Xiao-zhen-Liu opened a new pull request, #5115:
URL: https://github.com/apache/texera/pull/5115
# PR Description: AI-Augmented Macro Operators
## What changes were proposed in this PR?
Introduces **macro operators** — a logical-plan-level abstraction for
encapsulating reusable sub-DAGs as single nodes on the canvas — together with
the AI surfaces that make them practical: a suggestion panel that scans the
current workflow for refactor opportunities, a one-click "fuse for performance"
path that collapses a macro body into a single Python UDF, and a drill-down
editor for inspecting / editing a macro body while live execution stats keep
flowing.
### Surface
* **Right-click → "Create macro"** swaps a selected sub-DAG with a single
`Macro` op on the parent canvas. The body is persisted as a separate
`MACRO`-kind workflow row; references the persisted body via `(macroId,
macroVersion)` in `LIVE` link mode (`SNAPSHOT` mode also supported for portable
bodies).
* **"Your Macros" palette section** lists every macro the user has saved;
click → instantiate, hover → preview, right-click → export/import as portable
JSON bundles (transitive — nested macros travel with their parent).
* **"Suggest Macros (AI)" panel** (`MacroSuggestionService`) ranks two
heuristic candidate sources side-by-side: linear chains, and recurring
`(opType₁, opType₂, …)` patterns across the workflow. Recurring patterns
auto-tier as `✓ recommended` because duplicated logic is the strongest "extract
as macro" signal. Names are domain-aware (`csv_preprocessing`,
`text_filtering`, `metric_summary`, `joined_enrichment`, `ml_train_eval`, …)
rather than underscore-joined op types.
* **Right-click → "fuse for performance (AI)"** (`MacroFusionService`) emits
a `PythonUDFOpDescV2`-compatible `process_tuple` function from the macro body.
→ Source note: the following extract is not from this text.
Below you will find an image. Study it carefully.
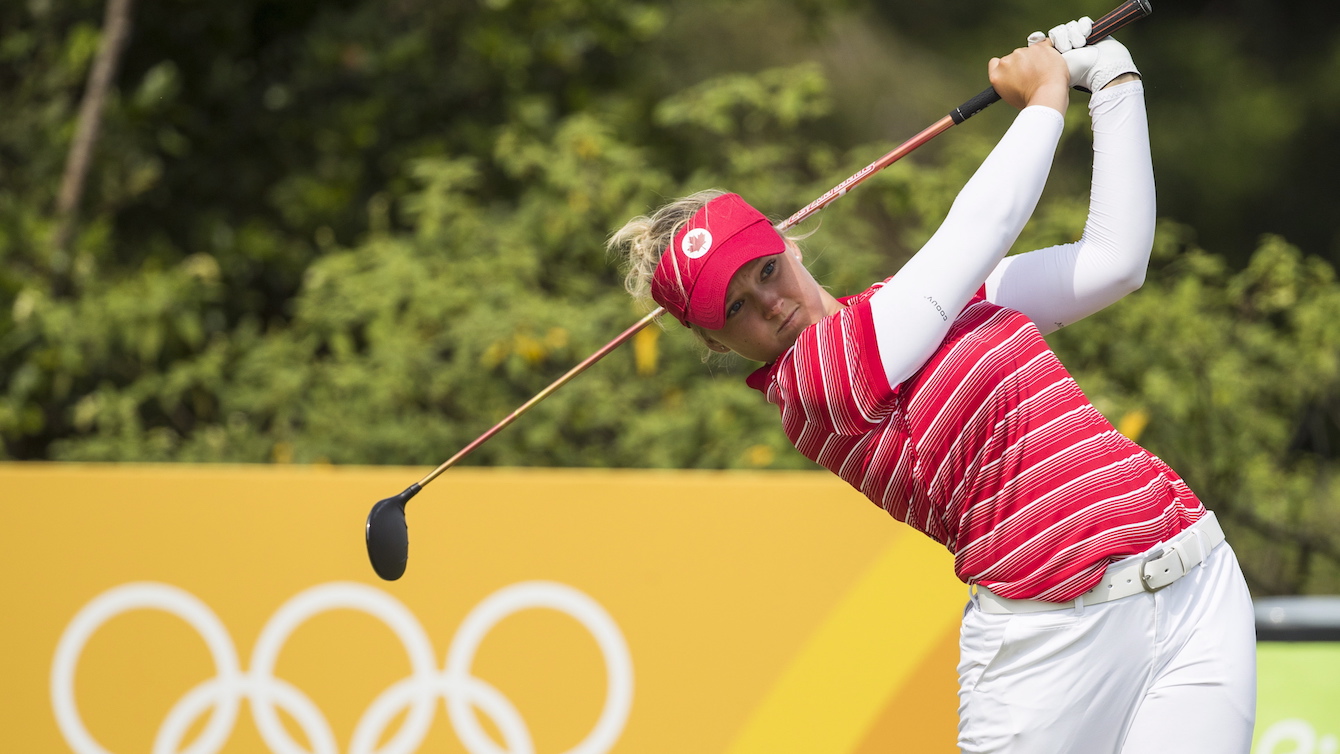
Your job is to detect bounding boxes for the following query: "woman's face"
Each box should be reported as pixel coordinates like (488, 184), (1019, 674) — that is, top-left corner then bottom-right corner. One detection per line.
(702, 246), (842, 364)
Covers Filter, Projection, Regex, Limit, Distinct, and inlined PythonUDFV2
(yield-rewritten). Marks `fusion.verified = true` so `MacroExpander`
substitutes a single UDF for the inlined body at compile time. Visual: solid
gold stroke + `⚡ FUSED · 1.6×` badge on canvas. Speedup is grounded in the
handoff-removal model (N−1 internal actor boundaries collapsed; conservative
×0.30 per handoff, capped at ×4).
* **Drill-down editor** — double-clicking a macro op routes to
`/dashboard/user/workflow/{wid}/macro/{macroId}?instance=…` and renders the
body on a child canvas. The body is laid out with dagre using the same settings
as the main canvas's auto-layout. Live execution stats (incl. row counts per
port) flow into the drill-down view via a `(body-op-id → runtime-UUID)` map
sourced from `MacroService`'s runtime-mapping cache.
### Architecture
* **Macros live at the logical-plan layer only.** `MacroExpander` (mirrored
in `amber/` and `workflow-compiling-service/`) runs a pre-compile pass that
inlines every `MacroOpDesc` into its body operators and rewrites edges, so the
physical-plan layer never sees a macro. `WorkflowCompiler` calls
`MacroExpander.expand` before `expandLogicalPlan`.
* **Deterministic UUIDs for inner ops.** The expander assigns each inner op
a fresh ID via
`UUID.nameUUIDFromBytes("${macroInstanceId}|${originalBodyOpId}")`. Required
because (a) the long `${instanceId}--${innerOp}` prefix scheme produced 170+
char IDs that caused Iceberg commit thrash on HashJoin's internal build-side
port, and (b) Texera has two compilers — frontend validation and execution-time
— that must produce bit-identical plans, otherwise the macro-mapping side-table
written by one wouldn't match the runtime stats emitted by the other.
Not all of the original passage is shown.